The init argument is a procedure of no arguments; if it is provided, init is called in the new thread immediately after the thread is created.
(run-server port-no conn-proc conn-timeout [ handler listen close accept accept/break]) → void? port-no : (integer-in 1 65535) conn-proc : (input-port? output-port? . -> . any) conn-timeout : (and/c real? (not/c negative?)) handler : (exn? . -> . any/c) = void
((integer-in 1 65535) (one-of/c 5) (one-of/c #t) . -> . listener?) = tcp-listen close : (listener? . -> . any) = tcp-close
accept : (listener? . ->* . (input-port? output-port?)) = tcp-accept
accept/break : (listener? . ->* . (input-port? output-port?)) = tcp-accept/enable-break
Each client connection is managed by a new custodian, and each call to conn occurs in a new thread (managed by the connection’s custodian). If the thread executing conn terminates for any reason (e.g., conn returns), the connection’s custodian is shut down. Consequently, conn need not close the ports provided to it. Breaks are enabled in the connection thread if breaks are enabled when run-server is called.
To facilitate capturing a continuation in one connection thread and invoking it in another, the parameterization of the run-server call is used for every call to handler. In this parameterization and for the connection’s thread, the current-custodian parameter is assigned to the connection’s custodian.
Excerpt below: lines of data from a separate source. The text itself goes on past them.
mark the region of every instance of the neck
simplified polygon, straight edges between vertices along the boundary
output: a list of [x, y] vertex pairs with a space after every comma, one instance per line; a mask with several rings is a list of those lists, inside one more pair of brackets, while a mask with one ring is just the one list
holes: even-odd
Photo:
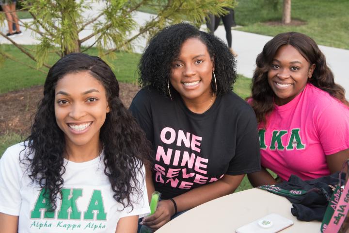
[[89, 161], [99, 155], [102, 151], [102, 144], [97, 141], [90, 142], [86, 145], [78, 145], [66, 140], [64, 158], [76, 163]]
[[187, 107], [193, 113], [204, 113], [212, 106], [216, 98], [214, 92], [212, 91], [210, 91], [208, 95], [206, 96], [194, 100], [183, 98], [183, 101]]

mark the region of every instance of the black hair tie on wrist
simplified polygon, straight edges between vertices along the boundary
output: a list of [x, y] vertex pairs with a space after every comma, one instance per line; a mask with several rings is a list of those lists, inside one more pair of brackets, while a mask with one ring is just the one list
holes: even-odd
[[176, 204], [175, 201], [174, 201], [174, 200], [172, 198], [170, 198], [170, 199], [169, 199], [169, 200], [172, 201], [172, 203], [174, 203], [174, 215], [175, 215], [176, 214], [177, 214], [177, 204]]

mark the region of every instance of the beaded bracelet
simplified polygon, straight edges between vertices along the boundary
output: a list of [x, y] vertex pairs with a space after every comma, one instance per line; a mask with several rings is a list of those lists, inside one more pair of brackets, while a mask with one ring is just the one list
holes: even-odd
[[169, 200], [172, 201], [172, 203], [174, 203], [174, 215], [175, 215], [176, 214], [177, 214], [177, 204], [176, 204], [175, 201], [174, 201], [174, 200], [172, 198], [170, 198], [170, 199], [169, 199]]

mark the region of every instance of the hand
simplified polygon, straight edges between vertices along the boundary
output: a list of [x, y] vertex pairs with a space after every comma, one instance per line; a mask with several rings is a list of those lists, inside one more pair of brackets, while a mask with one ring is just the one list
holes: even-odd
[[159, 202], [155, 213], [150, 216], [143, 217], [140, 224], [156, 230], [169, 222], [174, 214], [173, 203], [170, 200], [162, 200]]

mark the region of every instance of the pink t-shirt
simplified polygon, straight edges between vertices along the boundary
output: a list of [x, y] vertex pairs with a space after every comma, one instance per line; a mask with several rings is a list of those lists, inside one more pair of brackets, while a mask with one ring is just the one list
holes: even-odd
[[330, 174], [326, 156], [349, 148], [349, 108], [308, 83], [258, 125], [262, 166], [283, 180]]

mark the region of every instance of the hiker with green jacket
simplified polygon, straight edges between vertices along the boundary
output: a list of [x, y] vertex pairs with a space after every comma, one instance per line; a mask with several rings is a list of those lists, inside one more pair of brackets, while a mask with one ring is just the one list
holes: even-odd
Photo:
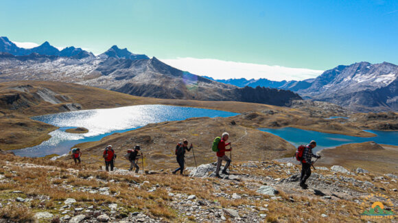
[[303, 189], [308, 188], [308, 185], [305, 184], [307, 179], [311, 176], [311, 165], [314, 163], [312, 157], [320, 158], [320, 156], [317, 156], [312, 153], [312, 149], [316, 147], [316, 142], [314, 140], [307, 145], [303, 152], [303, 159], [301, 160], [301, 176], [300, 177], [300, 187]]
[[221, 178], [219, 172], [220, 172], [220, 169], [221, 168], [221, 163], [222, 163], [222, 161], [226, 161], [226, 163], [225, 164], [225, 166], [224, 167], [224, 169], [222, 170], [222, 172], [221, 173], [223, 174], [229, 175], [229, 174], [226, 172], [226, 169], [228, 169], [228, 167], [229, 167], [229, 165], [231, 164], [231, 159], [229, 159], [225, 154], [226, 151], [231, 151], [232, 150], [232, 148], [231, 148], [231, 145], [230, 145], [229, 149], [227, 150], [225, 148], [225, 147], [226, 145], [231, 145], [231, 143], [225, 143], [228, 140], [229, 138], [229, 134], [228, 134], [228, 132], [224, 132], [224, 133], [222, 133], [222, 136], [221, 137], [221, 141], [220, 141], [220, 142], [218, 143], [218, 151], [217, 152], [217, 169], [215, 169], [215, 177]]
[[176, 174], [176, 173], [179, 170], [180, 174], [183, 175], [183, 172], [184, 172], [184, 163], [185, 163], [185, 151], [191, 151], [191, 149], [193, 148], [194, 146], [192, 145], [192, 143], [191, 143], [191, 146], [188, 148], [188, 141], [187, 141], [187, 139], [183, 139], [182, 143], [177, 143], [177, 145], [176, 146], [176, 156], [177, 158], [177, 163], [178, 163], [180, 167], [173, 171], [174, 174]]

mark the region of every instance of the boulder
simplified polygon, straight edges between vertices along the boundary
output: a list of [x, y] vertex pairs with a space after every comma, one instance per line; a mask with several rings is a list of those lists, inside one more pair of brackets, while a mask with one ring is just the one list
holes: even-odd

If conn-timeout is not #f, then it must be a non-negative number specifying the time in seconds that a connection thread is allowed to run before it is sent a break signal. Then, if the thread runs longer than (* conn-timeout 2) seconds, then the connection’s custodian is shut down. If conn-timeout is #f, a connection thread can run indefinitely.
If handler is provided, it is passed exceptions related to connections (i.e., exceptions not caught by conn-proc, or exceptions that occur when trying to accept a connection). The default handler ignores the exception and returns #<void>.
The run-server function uses listen, close, accept and accept/break in the same way as it might use tcp-listen, tcp-close, tcp-accept, and tcp-accept/enable-break to accept connections. Provide alternate procedures to use an alternate communication protocol (such as SSL) or to supply optional arguments in the use of tcp-listen. The listener? part of the contract indicates that the procedures must all work on the same kind of listener value.
The run-server procedure loops to serve client connections, so it never returns. If a break occurs, the loop will cleanly shut down the server, but it will not terminate active connections.